I’m not complaining about this. It’s nice to have my stoicism ripped away every once in awhile. It’s nice to be reminded that I am capable of overwhelming emotional responses. But I worry about the bleed-through to other areas of my life. Since I am more vulnerable to music, does it stand to reason that I am more vulnerable to dumb boys and stupid romantic movies? This is the part that worries me, the part that makes me just want to turn the volume up, curl up in bed, and let it all go.

It’s the part that frustrates me that I can’t produce music that gives me this response. All I want to do is indulge myself, and I don’t have the talent to do so. I feel so inspired by all this music around me, but I can’t do anything about it. I try, but it just reminds me that I haven’t faithfully played piano for about 7 years, and not even the 10 years of lessons before that can make up for a lack of practice.

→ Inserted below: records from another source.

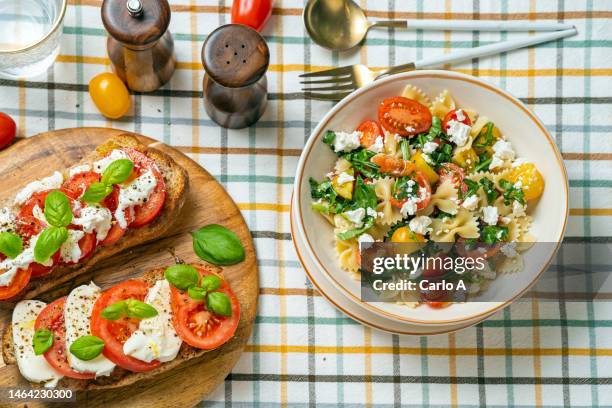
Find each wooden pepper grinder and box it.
[202,24,270,129]
[102,0,176,92]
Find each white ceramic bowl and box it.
[292,70,569,326]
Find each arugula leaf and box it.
[340,148,380,178]
[480,225,508,245]
[499,179,525,205]
[480,177,499,204]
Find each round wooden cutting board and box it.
[0,128,259,408]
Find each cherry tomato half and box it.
[89,72,132,119]
[0,112,17,150]
[232,0,272,31]
[378,96,432,137]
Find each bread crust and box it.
[2,264,222,391]
[0,133,189,309]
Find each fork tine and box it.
[304,92,350,101]
[300,75,352,85]
[302,83,355,92]
[300,65,353,78]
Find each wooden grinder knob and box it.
[102,0,176,92]
[202,24,270,128]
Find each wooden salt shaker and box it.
[202,24,270,129]
[102,0,176,92]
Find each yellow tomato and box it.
[472,125,501,155]
[89,72,132,119]
[453,149,478,172]
[508,163,544,200]
[332,168,355,200]
[410,150,440,185]
[391,227,426,255]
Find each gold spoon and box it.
[303,0,573,51]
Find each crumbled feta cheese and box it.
[408,215,431,235]
[343,208,365,228]
[15,171,64,205]
[69,164,91,177]
[368,136,385,153]
[462,194,478,211]
[512,201,525,217]
[500,242,518,258]
[423,142,440,153]
[336,172,355,184]
[446,120,472,146]
[334,131,361,152]
[94,149,129,174]
[400,196,420,218]
[482,205,499,225]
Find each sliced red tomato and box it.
[125,149,166,228]
[389,171,431,210]
[34,296,96,380]
[62,171,100,199]
[438,163,468,198]
[90,280,160,373]
[357,120,383,148]
[232,0,272,31]
[442,109,472,132]
[0,268,32,300]
[378,96,432,137]
[170,265,240,350]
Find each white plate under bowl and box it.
[290,200,488,336]
[293,70,569,326]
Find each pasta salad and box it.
[310,85,544,305]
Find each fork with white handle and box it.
[300,28,578,101]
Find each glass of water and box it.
[0,0,68,79]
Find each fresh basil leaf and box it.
[81,183,113,204]
[45,190,72,227]
[480,177,499,204]
[323,130,336,149]
[206,292,232,317]
[102,159,134,185]
[480,225,508,245]
[70,336,104,361]
[34,227,68,264]
[125,299,157,319]
[100,300,127,320]
[191,224,245,265]
[0,232,23,259]
[187,286,207,300]
[32,329,53,356]
[164,264,200,290]
[200,275,221,292]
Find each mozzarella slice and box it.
[64,282,115,377]
[12,300,63,388]
[123,279,182,363]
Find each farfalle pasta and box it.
[310,84,544,304]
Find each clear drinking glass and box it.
[0,0,68,79]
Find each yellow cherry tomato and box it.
[453,149,478,172]
[472,122,501,155]
[410,150,440,185]
[508,163,544,200]
[89,72,132,119]
[391,227,426,255]
[332,168,355,200]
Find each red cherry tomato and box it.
[378,96,432,137]
[442,109,472,132]
[0,112,17,150]
[357,120,383,148]
[232,0,272,31]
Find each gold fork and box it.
[300,28,578,101]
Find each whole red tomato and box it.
[232,0,272,31]
[0,112,17,149]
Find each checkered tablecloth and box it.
[0,0,612,407]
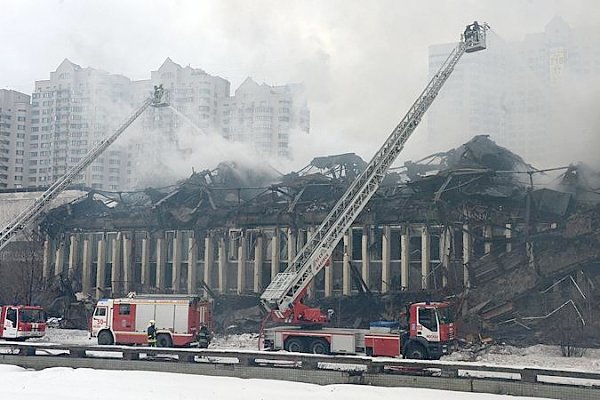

This is all sounding rather depressing, but really, it’s not. It’s just a testament to an experience that made me realize that life can be (and sometimes is) so much of a greater thing than I give it credit for. It’s a reminder that extraordinary things can be achieved by people I know, and yes, even by myself. It’s a dangerous feeling, yes, because it makes you realize all the extraordinary things you haven’t done (or rather, all the ordinary things that you have), and this can lead into depression, but I prefer to take it for motivation. Time to get my ass in gear. Time to pull myself out of this rut of normalcy and take part in something that will give someone else this same feeling.